In the adjoining figure, ray OC bisects $\angle AOB$ . If OD is a ray opposite to OC, then prove that $\angle AOD = \angle BOD$.

Answer 1

Hint:
We can equate the two angles formed after bisection with the ray. Then we can consider the ray extended as a straight line. Then we can consider the linear pair on both sides of the extended ray. Then by giving substitution, we can prove that the required angles are equal.

Complete step by step solution:
It is given that the ray OC bisects the angle $\angle AOB$ . So, the ray will divide the angle $\angle AOB$ into two equal angles.

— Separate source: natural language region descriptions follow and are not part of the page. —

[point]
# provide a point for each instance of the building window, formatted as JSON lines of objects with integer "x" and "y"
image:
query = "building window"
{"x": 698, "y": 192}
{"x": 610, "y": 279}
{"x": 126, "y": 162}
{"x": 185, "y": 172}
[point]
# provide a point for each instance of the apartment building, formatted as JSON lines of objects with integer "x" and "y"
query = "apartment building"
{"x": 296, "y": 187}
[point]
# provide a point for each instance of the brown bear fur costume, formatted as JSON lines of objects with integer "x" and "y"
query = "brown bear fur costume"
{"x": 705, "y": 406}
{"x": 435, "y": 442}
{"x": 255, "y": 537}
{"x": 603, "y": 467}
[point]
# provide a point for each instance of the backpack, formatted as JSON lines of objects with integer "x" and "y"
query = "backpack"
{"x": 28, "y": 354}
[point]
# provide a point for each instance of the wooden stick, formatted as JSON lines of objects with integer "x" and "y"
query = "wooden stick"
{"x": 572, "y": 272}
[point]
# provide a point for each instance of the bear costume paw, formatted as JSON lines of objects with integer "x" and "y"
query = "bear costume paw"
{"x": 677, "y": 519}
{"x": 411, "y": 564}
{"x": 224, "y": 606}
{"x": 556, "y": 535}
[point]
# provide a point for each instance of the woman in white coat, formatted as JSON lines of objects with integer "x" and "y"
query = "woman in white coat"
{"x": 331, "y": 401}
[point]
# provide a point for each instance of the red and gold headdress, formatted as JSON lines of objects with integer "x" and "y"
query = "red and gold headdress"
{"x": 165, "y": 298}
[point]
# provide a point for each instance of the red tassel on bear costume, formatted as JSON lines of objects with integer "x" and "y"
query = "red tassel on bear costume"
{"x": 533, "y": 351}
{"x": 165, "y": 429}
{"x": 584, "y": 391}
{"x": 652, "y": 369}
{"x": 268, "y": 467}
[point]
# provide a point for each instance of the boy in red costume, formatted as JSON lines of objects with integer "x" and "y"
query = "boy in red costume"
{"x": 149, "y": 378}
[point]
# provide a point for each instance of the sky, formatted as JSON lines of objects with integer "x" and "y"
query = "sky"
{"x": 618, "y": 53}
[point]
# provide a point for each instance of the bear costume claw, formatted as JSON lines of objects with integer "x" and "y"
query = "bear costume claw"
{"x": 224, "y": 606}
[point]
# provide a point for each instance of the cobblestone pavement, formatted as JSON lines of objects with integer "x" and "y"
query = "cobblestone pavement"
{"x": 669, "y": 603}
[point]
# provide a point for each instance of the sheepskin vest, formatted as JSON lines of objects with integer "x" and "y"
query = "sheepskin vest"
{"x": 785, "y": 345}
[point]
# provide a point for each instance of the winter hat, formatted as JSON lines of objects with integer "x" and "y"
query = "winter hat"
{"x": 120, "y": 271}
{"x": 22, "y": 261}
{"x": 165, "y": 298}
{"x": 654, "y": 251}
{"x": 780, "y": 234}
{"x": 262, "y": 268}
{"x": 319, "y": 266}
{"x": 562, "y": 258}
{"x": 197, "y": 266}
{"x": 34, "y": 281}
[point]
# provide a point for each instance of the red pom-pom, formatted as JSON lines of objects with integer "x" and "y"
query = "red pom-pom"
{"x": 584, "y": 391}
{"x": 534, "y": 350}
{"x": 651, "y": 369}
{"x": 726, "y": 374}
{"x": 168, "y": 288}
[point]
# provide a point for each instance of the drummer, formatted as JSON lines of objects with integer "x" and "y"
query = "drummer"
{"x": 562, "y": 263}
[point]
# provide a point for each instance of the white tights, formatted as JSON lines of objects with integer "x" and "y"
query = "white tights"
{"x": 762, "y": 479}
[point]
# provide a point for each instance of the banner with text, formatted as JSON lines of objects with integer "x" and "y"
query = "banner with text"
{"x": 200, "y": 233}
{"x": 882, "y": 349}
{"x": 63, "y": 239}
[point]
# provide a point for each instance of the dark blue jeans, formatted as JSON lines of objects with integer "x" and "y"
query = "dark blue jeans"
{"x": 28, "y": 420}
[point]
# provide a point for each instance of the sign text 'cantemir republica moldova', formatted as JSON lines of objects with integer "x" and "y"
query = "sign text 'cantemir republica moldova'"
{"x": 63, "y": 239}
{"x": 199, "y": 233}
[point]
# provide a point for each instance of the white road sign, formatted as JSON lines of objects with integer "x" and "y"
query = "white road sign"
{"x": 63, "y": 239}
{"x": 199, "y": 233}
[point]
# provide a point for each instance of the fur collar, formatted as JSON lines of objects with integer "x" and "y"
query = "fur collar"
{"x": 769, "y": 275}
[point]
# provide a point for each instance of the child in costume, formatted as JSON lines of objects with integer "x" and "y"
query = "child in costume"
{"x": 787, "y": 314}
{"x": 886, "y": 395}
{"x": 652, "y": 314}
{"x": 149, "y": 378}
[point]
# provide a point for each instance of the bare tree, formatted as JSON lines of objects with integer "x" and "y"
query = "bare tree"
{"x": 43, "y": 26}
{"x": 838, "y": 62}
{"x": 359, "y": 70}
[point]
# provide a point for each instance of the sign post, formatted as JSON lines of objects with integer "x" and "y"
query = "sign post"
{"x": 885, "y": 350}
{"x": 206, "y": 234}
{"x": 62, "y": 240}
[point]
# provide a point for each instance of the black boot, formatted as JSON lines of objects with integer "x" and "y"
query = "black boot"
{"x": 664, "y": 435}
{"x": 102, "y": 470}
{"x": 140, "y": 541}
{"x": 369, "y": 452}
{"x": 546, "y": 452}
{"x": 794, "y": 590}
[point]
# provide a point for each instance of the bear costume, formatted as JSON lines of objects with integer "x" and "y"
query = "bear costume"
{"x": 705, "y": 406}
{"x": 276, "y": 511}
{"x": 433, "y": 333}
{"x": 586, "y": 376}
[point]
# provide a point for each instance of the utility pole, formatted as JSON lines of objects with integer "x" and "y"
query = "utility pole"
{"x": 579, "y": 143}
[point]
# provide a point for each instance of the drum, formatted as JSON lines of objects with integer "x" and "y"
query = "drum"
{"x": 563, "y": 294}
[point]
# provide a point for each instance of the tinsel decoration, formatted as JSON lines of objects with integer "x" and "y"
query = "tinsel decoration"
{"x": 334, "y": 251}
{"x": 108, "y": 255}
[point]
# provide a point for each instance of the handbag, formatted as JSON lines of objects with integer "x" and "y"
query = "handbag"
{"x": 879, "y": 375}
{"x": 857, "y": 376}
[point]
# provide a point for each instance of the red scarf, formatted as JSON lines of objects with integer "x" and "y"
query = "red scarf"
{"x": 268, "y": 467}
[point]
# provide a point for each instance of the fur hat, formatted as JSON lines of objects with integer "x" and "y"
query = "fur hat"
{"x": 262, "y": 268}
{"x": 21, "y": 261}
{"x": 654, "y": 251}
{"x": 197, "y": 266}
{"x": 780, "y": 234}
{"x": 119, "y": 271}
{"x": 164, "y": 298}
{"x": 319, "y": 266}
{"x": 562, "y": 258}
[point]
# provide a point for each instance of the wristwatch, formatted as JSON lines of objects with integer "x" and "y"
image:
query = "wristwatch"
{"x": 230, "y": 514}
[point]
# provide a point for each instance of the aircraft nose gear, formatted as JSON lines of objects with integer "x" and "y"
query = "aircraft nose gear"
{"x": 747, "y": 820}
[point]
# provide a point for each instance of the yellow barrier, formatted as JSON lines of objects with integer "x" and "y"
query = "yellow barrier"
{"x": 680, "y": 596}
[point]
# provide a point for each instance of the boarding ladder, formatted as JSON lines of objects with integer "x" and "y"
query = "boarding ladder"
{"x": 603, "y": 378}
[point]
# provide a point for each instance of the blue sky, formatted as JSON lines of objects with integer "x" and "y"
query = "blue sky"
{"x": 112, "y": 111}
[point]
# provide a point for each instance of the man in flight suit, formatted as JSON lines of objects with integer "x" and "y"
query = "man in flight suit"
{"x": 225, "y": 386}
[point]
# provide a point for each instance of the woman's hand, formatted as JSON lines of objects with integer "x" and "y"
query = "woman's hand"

So, from the figure we can write it as,
 $ \Rightarrow \angle AOC = \angle COB$ … (1)
It is given that the ray OC is extended backwards to D. So, CD will be a straight line.
Now consider the angles $\angle AOD$ and $\angle AOC$ . They form a linear pair. We know that linear pairs are supplementary. So, we can write,
 $ \Rightarrow \angle AOD + \angle AOC = 180^\circ $
On rearranging, we get,
 $ \Rightarrow \angle AOD = 180^\circ - \angle AOC$ … (2)
Now consider the angles $\angle BOD$ and $\angle BOC$ . They also form a linear pair. We know that linear pairs are supplementary. So, we can write,
 $ \Rightarrow \angle BOD + \angle BOC = 180^\circ $
On rearranging, we get,
 $ \Rightarrow \angle BOD = 180^\circ - \angle BOC$ … (3)
On substituting equation (1) in (3), we get,
 $ \Rightarrow \angle BOD = 180^\circ - \angle AOC$ … (4)
On comparing equations (2) and (4), the RHS are equal. So, we can equate the LHS.
 $ \Rightarrow \angle BOD = \angle AOD$
This is the required relation.
Hence proved.

Note:
Alternate solution to this problem is given by,
 It is given that the ray OC bisects the angle $\angle AOB$ . So, the ray will divide the angle $\angle AOB$into two equal angles. So, from the figure we can write it as,
 $ \Rightarrow \angle AOC = \angle COB$ … (a)
It is given that the ray OC is extended backwards to D. So, CD will be a straight line.
Now we can equate the angles on both sides of the line.
 $ \Rightarrow \angle DOC = \angle COD$
Form the figure we can write the angles as,
 $ \Rightarrow \angle AOC + \angle AOD = \angle COB + \angle BOD$
Now we can substitute equation (a).
 $ \Rightarrow \angle AOC + \angle AOD = \angle AOC + \angle BOD$
On cancelling the common terms, we get,
 $ \Rightarrow \angle AOD = \angle BOD$
This is the required relation.
Hence proved.